Have you ever typed your credit card into an online order form and been told that you entered the wrong number? Perhaps you wondered, "How do they know that the numbers I typed do not make a valid credit card number?" The answer is that credit card numbers and other account numbers incorporate a simple rule that protects against many typographical errors. In general, a rule that validates a block of data is called a checksum. The checksum that is used by credit cards is computed by using the Luhn algorithm or the "mod 10" algorithm. Chris Hemedinger wrote a blog post that shows how to implement the Luhn checksum algorithm in SAS.

You can also use checksum methods to ensure that information or data is not changed after it is created. I recently needed to ensure that some data was not being corrupted as it was passed along a complicated SAS/IML program. I was able to use the SHA256 function in SAS to create a checksum for the data. Chris Hemedinger has a blog post that describes the SHA256 function and how to call it from the SAS DATA step to ensure the data integrity of character data. Although he doesn't say it, you can use the SHA256 function on numerical data by applying a format to the value (for example, by using the PUTN function in SAS). The format will determine the value of the checksum.

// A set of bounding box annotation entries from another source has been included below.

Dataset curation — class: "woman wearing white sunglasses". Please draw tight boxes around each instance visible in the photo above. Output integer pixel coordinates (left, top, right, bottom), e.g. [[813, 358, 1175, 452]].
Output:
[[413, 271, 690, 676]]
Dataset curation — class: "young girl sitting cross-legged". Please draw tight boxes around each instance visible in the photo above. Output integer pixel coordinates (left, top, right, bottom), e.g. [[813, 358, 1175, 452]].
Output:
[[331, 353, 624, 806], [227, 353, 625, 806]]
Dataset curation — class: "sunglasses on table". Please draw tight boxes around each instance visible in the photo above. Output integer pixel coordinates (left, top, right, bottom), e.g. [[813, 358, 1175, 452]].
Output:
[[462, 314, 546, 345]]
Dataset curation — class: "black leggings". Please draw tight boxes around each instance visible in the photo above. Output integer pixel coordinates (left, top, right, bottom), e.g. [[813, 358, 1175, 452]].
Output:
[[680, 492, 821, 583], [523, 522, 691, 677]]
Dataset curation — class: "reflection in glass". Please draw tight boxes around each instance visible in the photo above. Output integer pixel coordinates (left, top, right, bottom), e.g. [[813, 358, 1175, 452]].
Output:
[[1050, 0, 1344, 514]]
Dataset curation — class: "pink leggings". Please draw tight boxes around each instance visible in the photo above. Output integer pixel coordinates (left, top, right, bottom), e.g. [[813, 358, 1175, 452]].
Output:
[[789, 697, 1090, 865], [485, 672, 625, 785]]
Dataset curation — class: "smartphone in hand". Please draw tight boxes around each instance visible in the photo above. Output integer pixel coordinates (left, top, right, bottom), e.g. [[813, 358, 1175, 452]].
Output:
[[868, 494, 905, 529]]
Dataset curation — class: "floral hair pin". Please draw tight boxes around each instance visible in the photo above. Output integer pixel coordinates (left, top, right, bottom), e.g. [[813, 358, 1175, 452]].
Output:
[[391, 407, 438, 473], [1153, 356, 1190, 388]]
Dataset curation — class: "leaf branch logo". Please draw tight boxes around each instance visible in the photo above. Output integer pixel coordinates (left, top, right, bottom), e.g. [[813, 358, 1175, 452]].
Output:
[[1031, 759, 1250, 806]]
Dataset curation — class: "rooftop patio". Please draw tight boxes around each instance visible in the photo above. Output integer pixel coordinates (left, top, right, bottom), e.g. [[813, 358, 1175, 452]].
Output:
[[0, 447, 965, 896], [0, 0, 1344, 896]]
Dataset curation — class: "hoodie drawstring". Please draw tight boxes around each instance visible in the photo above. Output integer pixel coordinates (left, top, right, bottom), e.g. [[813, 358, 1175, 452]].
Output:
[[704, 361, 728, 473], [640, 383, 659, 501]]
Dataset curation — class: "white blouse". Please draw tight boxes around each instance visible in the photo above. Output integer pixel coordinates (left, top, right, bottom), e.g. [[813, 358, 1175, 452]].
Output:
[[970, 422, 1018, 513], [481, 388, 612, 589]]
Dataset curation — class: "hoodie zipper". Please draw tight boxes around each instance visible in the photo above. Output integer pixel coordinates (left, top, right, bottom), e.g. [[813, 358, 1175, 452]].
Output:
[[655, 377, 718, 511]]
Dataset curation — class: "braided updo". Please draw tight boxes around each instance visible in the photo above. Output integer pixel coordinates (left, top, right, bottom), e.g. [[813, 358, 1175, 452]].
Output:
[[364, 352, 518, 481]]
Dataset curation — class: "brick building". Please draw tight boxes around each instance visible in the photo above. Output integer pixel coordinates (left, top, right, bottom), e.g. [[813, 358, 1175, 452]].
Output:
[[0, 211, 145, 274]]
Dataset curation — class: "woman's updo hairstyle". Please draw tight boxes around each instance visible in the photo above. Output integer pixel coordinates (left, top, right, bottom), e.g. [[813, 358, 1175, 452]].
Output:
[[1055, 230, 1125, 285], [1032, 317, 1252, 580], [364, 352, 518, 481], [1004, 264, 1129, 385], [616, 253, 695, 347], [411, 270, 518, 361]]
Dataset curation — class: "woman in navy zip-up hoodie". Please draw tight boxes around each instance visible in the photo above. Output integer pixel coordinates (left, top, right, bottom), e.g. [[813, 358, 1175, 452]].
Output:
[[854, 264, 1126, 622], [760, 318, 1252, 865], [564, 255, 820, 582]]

This article shows how to use the SHA256 function to create a checksum for character and numerical data. For SAS/IML programmers, I also show how to use a checksum to ensure that items in a SAS/IML list have not changed since the list was created.

Hashing character values

You can use any hash function to create a checksum. SAS supports a large variety of hash functions. This article uses the SHA256 function, but you can use a different function if you prefer.

The following example illustrates how you can use a hash function for an array of character values. In the SAS/IML language, the ROWVEC function takes a matrix of input values and converts them into a one-dimensional row vector. The ROWCATC function takes a character matrix and concatenates the values across columns, removing all spaces. Thus, the SAS/IML expression rowcatc(rowvec(m)) returns a string that concatenates the elements in m. You can perform a similar operation in the SAS DATA step by using the CATS function.

/* a simple checksum: SHA256 applied to data strings */
proc iml;
ID = {"Andrew", "Sofya", "Shing", "Maryam", "Terence"};
 
str1 = rowcatc(rowvec(ID)); 
hash = sha256(str1);
print str1, hash[F=$hex64.];

The program takes the names of five people, concatenates them together into a long string, and then applies the SHA256 hash function. The output is a fixed-length string. For the SHA256 function, the output string contains 256 bits. Since each hexadecimal digit can represent four bits of information, you can display this 256-bit value by using a 64-character hexadecimal string. This is one of the advantages of using a hash function: regardless of the length of the original string, the output is a string of a known length.

Hashing numerical values

If you want to hash an array of character values, you can use the PUTN function in SAS to apply a format, which converts the array of numbers into a string. This article uses the BEST12. format. If you use a different format, you will get a different string and a different hash value.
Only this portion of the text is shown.